Why return an enumerator?
Asked Answered
S

6

12

I''m curious about why ruby returns an Enumerator instead of an Array for something that seems like Array is an obvious choice. For example:

'foo'.class
# => String

Most people think of a String as an array of chars.

'foo'.chars.class
# => Enumerator

So why does String#chars return an Enumerable instead of an Array? I'm assuming somebody put a lot of thought into this and decided that Enumerator is more appropriate but I don't understand why.

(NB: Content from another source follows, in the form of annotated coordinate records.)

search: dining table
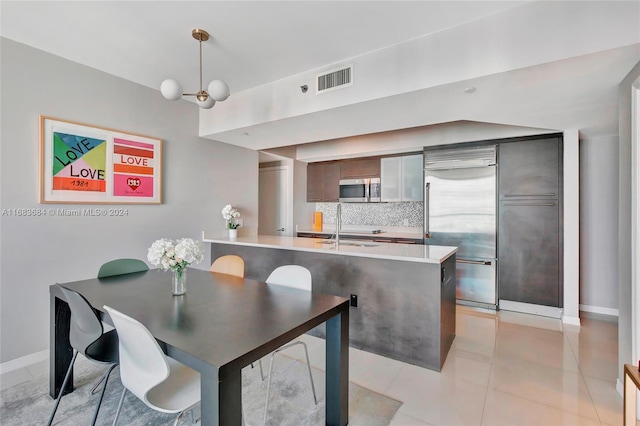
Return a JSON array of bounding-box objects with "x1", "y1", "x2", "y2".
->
[{"x1": 49, "y1": 268, "x2": 349, "y2": 426}]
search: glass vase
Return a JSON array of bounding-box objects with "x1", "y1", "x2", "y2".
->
[{"x1": 171, "y1": 268, "x2": 187, "y2": 296}]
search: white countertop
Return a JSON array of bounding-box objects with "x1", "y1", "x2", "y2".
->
[
  {"x1": 202, "y1": 231, "x2": 458, "y2": 264},
  {"x1": 297, "y1": 224, "x2": 424, "y2": 240}
]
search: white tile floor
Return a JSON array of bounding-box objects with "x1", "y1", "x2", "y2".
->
[
  {"x1": 286, "y1": 305, "x2": 622, "y2": 426},
  {"x1": 0, "y1": 306, "x2": 640, "y2": 426}
]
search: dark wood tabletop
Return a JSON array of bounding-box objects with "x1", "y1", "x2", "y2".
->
[{"x1": 51, "y1": 269, "x2": 349, "y2": 425}]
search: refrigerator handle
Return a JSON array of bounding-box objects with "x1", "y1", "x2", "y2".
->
[
  {"x1": 364, "y1": 179, "x2": 371, "y2": 202},
  {"x1": 424, "y1": 179, "x2": 431, "y2": 238}
]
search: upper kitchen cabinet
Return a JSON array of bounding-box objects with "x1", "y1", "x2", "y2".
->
[
  {"x1": 307, "y1": 161, "x2": 340, "y2": 202},
  {"x1": 340, "y1": 157, "x2": 380, "y2": 179},
  {"x1": 380, "y1": 154, "x2": 424, "y2": 202},
  {"x1": 498, "y1": 137, "x2": 562, "y2": 200}
]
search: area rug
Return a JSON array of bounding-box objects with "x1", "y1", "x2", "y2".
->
[{"x1": 0, "y1": 356, "x2": 402, "y2": 426}]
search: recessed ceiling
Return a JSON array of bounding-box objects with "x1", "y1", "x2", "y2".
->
[
  {"x1": 0, "y1": 0, "x2": 640, "y2": 153},
  {"x1": 0, "y1": 1, "x2": 525, "y2": 93}
]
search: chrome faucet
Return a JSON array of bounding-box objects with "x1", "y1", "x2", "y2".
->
[{"x1": 336, "y1": 203, "x2": 342, "y2": 248}]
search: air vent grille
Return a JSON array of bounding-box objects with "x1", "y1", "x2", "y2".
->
[{"x1": 316, "y1": 65, "x2": 353, "y2": 93}]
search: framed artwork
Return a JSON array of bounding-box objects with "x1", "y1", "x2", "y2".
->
[{"x1": 40, "y1": 116, "x2": 162, "y2": 204}]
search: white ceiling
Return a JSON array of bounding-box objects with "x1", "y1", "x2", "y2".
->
[{"x1": 0, "y1": 0, "x2": 640, "y2": 153}]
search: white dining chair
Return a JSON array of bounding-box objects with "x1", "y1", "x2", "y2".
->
[
  {"x1": 104, "y1": 305, "x2": 200, "y2": 426},
  {"x1": 262, "y1": 265, "x2": 318, "y2": 425}
]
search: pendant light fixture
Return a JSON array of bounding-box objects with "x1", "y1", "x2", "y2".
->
[{"x1": 160, "y1": 28, "x2": 229, "y2": 109}]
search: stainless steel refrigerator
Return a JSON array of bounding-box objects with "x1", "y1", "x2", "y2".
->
[{"x1": 424, "y1": 145, "x2": 497, "y2": 309}]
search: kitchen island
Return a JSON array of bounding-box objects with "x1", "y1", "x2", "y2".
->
[{"x1": 203, "y1": 232, "x2": 457, "y2": 371}]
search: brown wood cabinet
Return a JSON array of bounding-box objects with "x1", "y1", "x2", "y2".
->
[
  {"x1": 307, "y1": 161, "x2": 340, "y2": 202},
  {"x1": 340, "y1": 157, "x2": 380, "y2": 179}
]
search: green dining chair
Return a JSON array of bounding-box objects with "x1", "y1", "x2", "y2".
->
[{"x1": 98, "y1": 259, "x2": 149, "y2": 278}]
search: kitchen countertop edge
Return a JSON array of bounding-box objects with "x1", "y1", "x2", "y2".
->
[{"x1": 202, "y1": 231, "x2": 458, "y2": 264}]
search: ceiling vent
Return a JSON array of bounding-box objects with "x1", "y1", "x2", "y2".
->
[{"x1": 316, "y1": 64, "x2": 353, "y2": 94}]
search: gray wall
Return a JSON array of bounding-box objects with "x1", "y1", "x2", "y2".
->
[
  {"x1": 617, "y1": 63, "x2": 640, "y2": 390},
  {"x1": 0, "y1": 38, "x2": 258, "y2": 362},
  {"x1": 580, "y1": 135, "x2": 618, "y2": 313}
]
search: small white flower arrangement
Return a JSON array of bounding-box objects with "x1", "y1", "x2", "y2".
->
[
  {"x1": 147, "y1": 238, "x2": 204, "y2": 272},
  {"x1": 222, "y1": 204, "x2": 240, "y2": 229}
]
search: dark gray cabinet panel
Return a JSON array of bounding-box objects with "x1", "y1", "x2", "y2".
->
[
  {"x1": 498, "y1": 137, "x2": 563, "y2": 308},
  {"x1": 498, "y1": 138, "x2": 561, "y2": 200},
  {"x1": 307, "y1": 162, "x2": 340, "y2": 202},
  {"x1": 498, "y1": 200, "x2": 562, "y2": 307}
]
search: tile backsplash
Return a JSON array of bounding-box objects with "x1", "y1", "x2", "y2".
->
[{"x1": 316, "y1": 202, "x2": 424, "y2": 228}]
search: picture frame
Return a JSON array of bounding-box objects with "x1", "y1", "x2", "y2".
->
[{"x1": 40, "y1": 115, "x2": 162, "y2": 204}]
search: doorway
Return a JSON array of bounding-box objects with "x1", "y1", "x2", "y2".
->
[{"x1": 258, "y1": 166, "x2": 292, "y2": 237}]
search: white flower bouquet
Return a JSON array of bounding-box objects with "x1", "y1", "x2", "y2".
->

Saphena answered 9/5, 2012 at 12:4 Comment(6)
What application did you need an array of chars for? Perhaps the surprise is because you aren't solving the problem in a ruby way...Tellurian
@Tellurian - For example let's say I want to list unique chars in a string, it would be nice to do: 'foo'.chars.uniq instead of 'foo'.chars.to_a.uniq. My question is: Is there any real advantage to forcing that extra step?Saphena
@Saphena (or some other user with editing superpowers) please replace one more Enumerable in the text to Enumerator.Dolley
@Dolley - Enumerator is a class that includes Enumerable the mixin. We're talking about the same thing.Saphena
@Saphena This, is ok, but in the sentence "So why does String#chars return an Enumerable ..." it is nonsense. String#chars returns Enumerator not Enumerable. Or you can say. String#chars returns object whose class includes Enumerable. That would be ok, but not very straightforward.Dolley
'foo'.chars.class #=> Array in Ruby 2.4.1:). Not sure what version they changed it though.Coincidentally
N
2

This completely in accordance with the spirit of 1.9: to return enumerators whenever possible. String#bytes, String#lines, String#codepoints, but also methods like Array#permutation all return an enumerator.

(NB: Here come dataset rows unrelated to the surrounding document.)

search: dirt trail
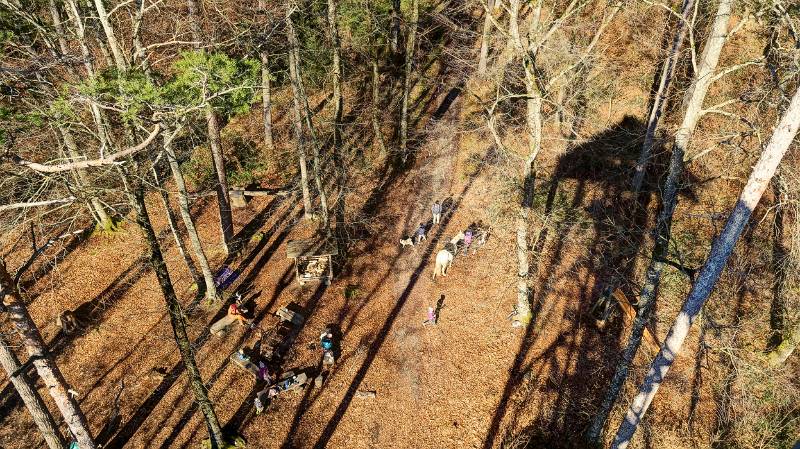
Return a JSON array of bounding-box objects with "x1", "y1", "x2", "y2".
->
[{"x1": 392, "y1": 88, "x2": 460, "y2": 400}]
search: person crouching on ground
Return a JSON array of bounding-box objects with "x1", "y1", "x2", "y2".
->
[
  {"x1": 417, "y1": 223, "x2": 426, "y2": 245},
  {"x1": 431, "y1": 201, "x2": 442, "y2": 225},
  {"x1": 464, "y1": 229, "x2": 472, "y2": 256},
  {"x1": 228, "y1": 303, "x2": 251, "y2": 326}
]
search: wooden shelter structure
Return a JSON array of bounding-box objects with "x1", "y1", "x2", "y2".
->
[{"x1": 286, "y1": 239, "x2": 339, "y2": 285}]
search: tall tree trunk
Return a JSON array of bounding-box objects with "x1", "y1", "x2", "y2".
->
[
  {"x1": 389, "y1": 0, "x2": 402, "y2": 55},
  {"x1": 0, "y1": 334, "x2": 65, "y2": 449},
  {"x1": 94, "y1": 0, "x2": 128, "y2": 72},
  {"x1": 0, "y1": 259, "x2": 96, "y2": 449},
  {"x1": 371, "y1": 49, "x2": 386, "y2": 157},
  {"x1": 59, "y1": 127, "x2": 114, "y2": 230},
  {"x1": 164, "y1": 134, "x2": 218, "y2": 301},
  {"x1": 767, "y1": 174, "x2": 800, "y2": 367},
  {"x1": 478, "y1": 0, "x2": 494, "y2": 75},
  {"x1": 367, "y1": 2, "x2": 386, "y2": 158},
  {"x1": 286, "y1": 12, "x2": 314, "y2": 220},
  {"x1": 49, "y1": 0, "x2": 114, "y2": 230},
  {"x1": 292, "y1": 50, "x2": 330, "y2": 234},
  {"x1": 153, "y1": 164, "x2": 202, "y2": 288},
  {"x1": 586, "y1": 0, "x2": 733, "y2": 443},
  {"x1": 186, "y1": 0, "x2": 203, "y2": 49},
  {"x1": 58, "y1": 126, "x2": 114, "y2": 230},
  {"x1": 187, "y1": 0, "x2": 234, "y2": 253},
  {"x1": 127, "y1": 186, "x2": 224, "y2": 449},
  {"x1": 258, "y1": 0, "x2": 275, "y2": 151},
  {"x1": 633, "y1": 0, "x2": 695, "y2": 192},
  {"x1": 400, "y1": 0, "x2": 419, "y2": 162},
  {"x1": 328, "y1": 0, "x2": 347, "y2": 242},
  {"x1": 287, "y1": 7, "x2": 330, "y2": 229},
  {"x1": 509, "y1": 0, "x2": 542, "y2": 327},
  {"x1": 612, "y1": 83, "x2": 800, "y2": 449},
  {"x1": 66, "y1": 0, "x2": 110, "y2": 149},
  {"x1": 206, "y1": 104, "x2": 234, "y2": 253},
  {"x1": 48, "y1": 0, "x2": 69, "y2": 56}
]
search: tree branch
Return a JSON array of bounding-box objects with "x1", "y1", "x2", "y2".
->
[
  {"x1": 0, "y1": 123, "x2": 161, "y2": 173},
  {"x1": 0, "y1": 196, "x2": 76, "y2": 212}
]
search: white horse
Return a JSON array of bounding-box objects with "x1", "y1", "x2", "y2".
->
[
  {"x1": 450, "y1": 231, "x2": 465, "y2": 245},
  {"x1": 433, "y1": 249, "x2": 453, "y2": 280}
]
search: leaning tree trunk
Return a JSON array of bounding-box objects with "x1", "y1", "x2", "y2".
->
[
  {"x1": 0, "y1": 334, "x2": 65, "y2": 449},
  {"x1": 328, "y1": 0, "x2": 347, "y2": 242},
  {"x1": 367, "y1": 2, "x2": 386, "y2": 158},
  {"x1": 633, "y1": 0, "x2": 694, "y2": 192},
  {"x1": 58, "y1": 126, "x2": 114, "y2": 230},
  {"x1": 509, "y1": 0, "x2": 542, "y2": 327},
  {"x1": 186, "y1": 0, "x2": 234, "y2": 253},
  {"x1": 66, "y1": 0, "x2": 110, "y2": 151},
  {"x1": 127, "y1": 186, "x2": 224, "y2": 449},
  {"x1": 294, "y1": 59, "x2": 330, "y2": 233},
  {"x1": 0, "y1": 259, "x2": 96, "y2": 449},
  {"x1": 767, "y1": 173, "x2": 800, "y2": 368},
  {"x1": 389, "y1": 0, "x2": 401, "y2": 55},
  {"x1": 164, "y1": 134, "x2": 218, "y2": 302},
  {"x1": 286, "y1": 9, "x2": 314, "y2": 220},
  {"x1": 371, "y1": 48, "x2": 386, "y2": 157},
  {"x1": 258, "y1": 0, "x2": 275, "y2": 151},
  {"x1": 153, "y1": 160, "x2": 202, "y2": 288},
  {"x1": 586, "y1": 0, "x2": 733, "y2": 443},
  {"x1": 478, "y1": 0, "x2": 494, "y2": 75},
  {"x1": 94, "y1": 0, "x2": 128, "y2": 72},
  {"x1": 400, "y1": 0, "x2": 419, "y2": 162},
  {"x1": 612, "y1": 83, "x2": 800, "y2": 449},
  {"x1": 206, "y1": 104, "x2": 234, "y2": 253},
  {"x1": 287, "y1": 20, "x2": 330, "y2": 234}
]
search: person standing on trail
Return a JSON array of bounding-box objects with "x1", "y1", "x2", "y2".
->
[
  {"x1": 464, "y1": 229, "x2": 472, "y2": 256},
  {"x1": 431, "y1": 200, "x2": 442, "y2": 224},
  {"x1": 417, "y1": 223, "x2": 426, "y2": 245}
]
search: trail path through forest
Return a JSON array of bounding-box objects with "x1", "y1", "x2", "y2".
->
[{"x1": 392, "y1": 87, "x2": 460, "y2": 402}]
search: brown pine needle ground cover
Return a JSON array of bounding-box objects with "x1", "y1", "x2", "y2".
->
[{"x1": 0, "y1": 14, "x2": 792, "y2": 449}]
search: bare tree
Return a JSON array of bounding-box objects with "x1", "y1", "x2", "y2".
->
[
  {"x1": 187, "y1": 0, "x2": 234, "y2": 253},
  {"x1": 153, "y1": 158, "x2": 203, "y2": 288},
  {"x1": 258, "y1": 0, "x2": 275, "y2": 151},
  {"x1": 389, "y1": 0, "x2": 402, "y2": 55},
  {"x1": 286, "y1": 4, "x2": 314, "y2": 220},
  {"x1": 478, "y1": 0, "x2": 495, "y2": 75},
  {"x1": 400, "y1": 0, "x2": 419, "y2": 162},
  {"x1": 612, "y1": 83, "x2": 800, "y2": 449},
  {"x1": 633, "y1": 0, "x2": 694, "y2": 192},
  {"x1": 586, "y1": 0, "x2": 733, "y2": 443},
  {"x1": 164, "y1": 130, "x2": 218, "y2": 301},
  {"x1": 366, "y1": 2, "x2": 386, "y2": 157},
  {"x1": 127, "y1": 185, "x2": 224, "y2": 449},
  {"x1": 0, "y1": 335, "x2": 65, "y2": 449},
  {"x1": 94, "y1": 0, "x2": 128, "y2": 71},
  {"x1": 0, "y1": 259, "x2": 96, "y2": 449}
]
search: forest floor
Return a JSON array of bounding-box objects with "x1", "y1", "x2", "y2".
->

In ruby 1.8 String#to_a resulted in an array of lines, but the method is gone in 1.9.

Noheminoil answered 9/5, 2012 at 15:3 Comment(4)
Ok, but then why do methods like split and scan still return Arrays?Saphena
Otherwise backward compatibility would have been broken bigtime.Noheminoil
This is the right answer but I think it was a bad call. String#chars should return an Array.Saphena
It looks like #chars and #lines were changed in Ruby 2.0 to return an Array instead of an Enumerator. (You can use each_char and each_line if you want an Enumerator.) See ruby-doc.org/core-2.0/String.html#method-i-chars and ruby-doc.org/core-2.0/String.html#method-i-lines.Acetanilide
R
7

If you want an Array, call #to_a. The difference between Enumerable and Array is that one is lazy and the other eager. It's the good old memory (lazy) vs. cpu (eager) optimization. Apparently they chose lazy, also because

str = "foobar"
chrs = str.chars
chrs.to_a # => ["f", "o", "o", "b", "a", "r"]
str.sub!('r', 'z')
chrs.to_a # => ["f", "o", "o", "b", "a", "z"]
Rocca answered 9/5, 2012 at 12:10 Comment(1)
I like this explanation but I'm not sure I can imagine a situation where I would call String#chars and not use it in such a way that it wouldn't incur the extra overhead of being an Array already.Saphena
M
5
  1. Abstraction - the fact that something may be an Array is an implementation detail you don't care about for many use cases. For those where you do, you can always call .to_a on the Enumerable to get one.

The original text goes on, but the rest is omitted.